If all the future held for us and for our beloved dead was the certainty of salvation, that perhaps would be amiable to our egos, but reason and scripture would have to be cast rather far to the side. “If purgatory did not exist, we would have to invent it.” These words of our Bavarian pontiff hint to what I mentioned above: the incompatibility of grief with the unorthodox belief in instant heaven-or-hell after death. We who remain need to pass through grief as a forest must pass through showers and thunderstorms to live. But we also know that the forest must burn in order to purge the thickets and fertilize the hard seeds. For those who have died: purgatory is this purging. “The person will be saved; but only through fire.” The trial will remove the thistle and weeds from our souls so that the tiny mustard seed of heaven (another of Our Lord’s bizarre parables) may grow. Saint Augustine assures us that these fires of purgatory “are more grievous than anything that man can suffer in this life.” We are right to weep for a soul in purgatory; for we weep for a person in this life under the knife of a surgeon, even though we know rest and recovery await. Ought we not also weep for a soul under the knife of the Divine Physician, even as we wait with confidence for their eternal rest?

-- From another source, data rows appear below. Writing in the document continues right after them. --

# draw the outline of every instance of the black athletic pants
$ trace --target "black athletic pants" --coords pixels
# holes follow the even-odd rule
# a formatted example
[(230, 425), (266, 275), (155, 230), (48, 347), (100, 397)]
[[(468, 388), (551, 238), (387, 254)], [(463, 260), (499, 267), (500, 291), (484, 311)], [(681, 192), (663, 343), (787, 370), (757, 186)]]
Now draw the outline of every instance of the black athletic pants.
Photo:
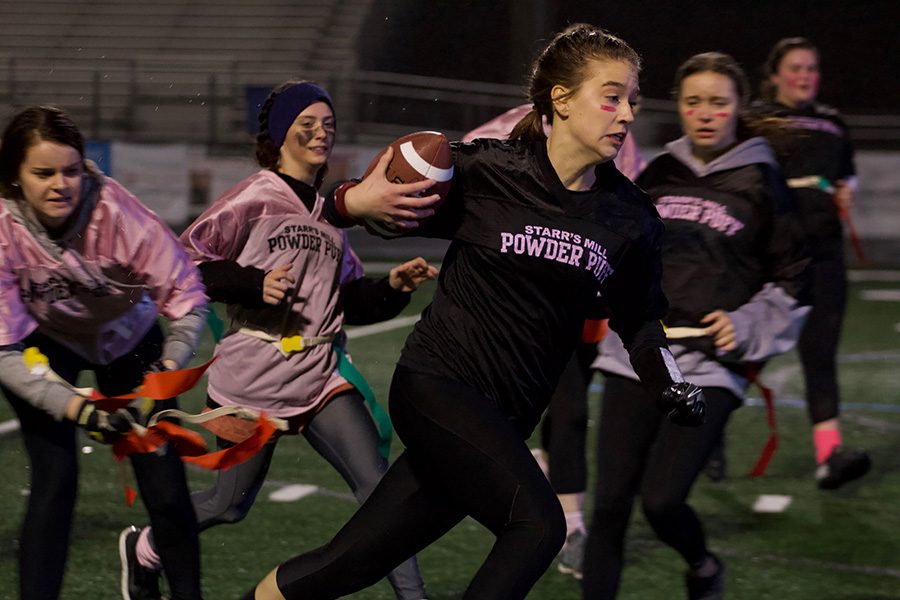
[(541, 446), (547, 451), (548, 475), (557, 494), (587, 490), (587, 396), (596, 357), (597, 344), (578, 346), (541, 423)]
[[(67, 381), (74, 383), (80, 371), (93, 370), (100, 391), (115, 395), (130, 392), (141, 382), (143, 373), (159, 358), (163, 337), (154, 326), (134, 350), (108, 365), (90, 364), (37, 333), (24, 342), (38, 347), (49, 358), (50, 367)], [(78, 493), (76, 426), (68, 420), (54, 420), (6, 388), (3, 393), (19, 418), (31, 465), (31, 493), (19, 538), (19, 597), (56, 600)], [(174, 399), (157, 403), (159, 409), (174, 406)], [(132, 455), (131, 465), (153, 524), (172, 599), (199, 599), (197, 521), (181, 458), (172, 451)], [(115, 523), (109, 526), (118, 527)], [(110, 556), (115, 556), (112, 547)]]
[(390, 398), (406, 450), (331, 542), (278, 568), (284, 596), (337, 598), (372, 585), (468, 515), (497, 539), (464, 598), (524, 598), (566, 526), (523, 432), (453, 379), (398, 367)]
[(820, 252), (809, 266), (812, 310), (797, 350), (806, 382), (806, 409), (815, 425), (838, 416), (837, 347), (847, 308), (847, 272), (841, 249)]
[(706, 554), (703, 526), (686, 500), (715, 441), (740, 399), (723, 388), (704, 388), (706, 423), (669, 422), (637, 381), (606, 376), (598, 429), (594, 513), (584, 557), (584, 597), (615, 598), (622, 575), (625, 531), (640, 495), (660, 540), (689, 565)]

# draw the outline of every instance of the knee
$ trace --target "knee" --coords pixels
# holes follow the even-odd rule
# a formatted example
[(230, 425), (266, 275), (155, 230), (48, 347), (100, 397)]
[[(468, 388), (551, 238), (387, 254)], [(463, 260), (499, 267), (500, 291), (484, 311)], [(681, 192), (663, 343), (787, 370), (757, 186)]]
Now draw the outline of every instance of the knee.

I know that those who insist that their loved one is in heaven think themselves to be kind. But we must not imagine that the acme of kindness is disregard. Disregard may mask itself as faith, (“I just know John is in heaven”) but this is still a mask. There is no greater unkindness to a person than to act as if their death was a matter of little importance: just God collecting one of his favorites. Jesus wept at the tomb of Lazarus. Death is the real enemy, and its temporary victory over our bones is tragic. Death will not have the last word, but it has not yet fallen silent. We wait for the life of the world to come and the resurrection of the dead, but we must sow in tears to reap in joy. The words of our Lord unveil the difficulty, not the ease, with which a soul enters heaven. Indeed, it is almost hopeless to pass from this life to the Life that is to come. But we needn’t despair. “Hope means hoping when things are hopeless or it is no virtue at all.” Such is the hope of the souls in purgatory. Let us pray, weep and suffer for them.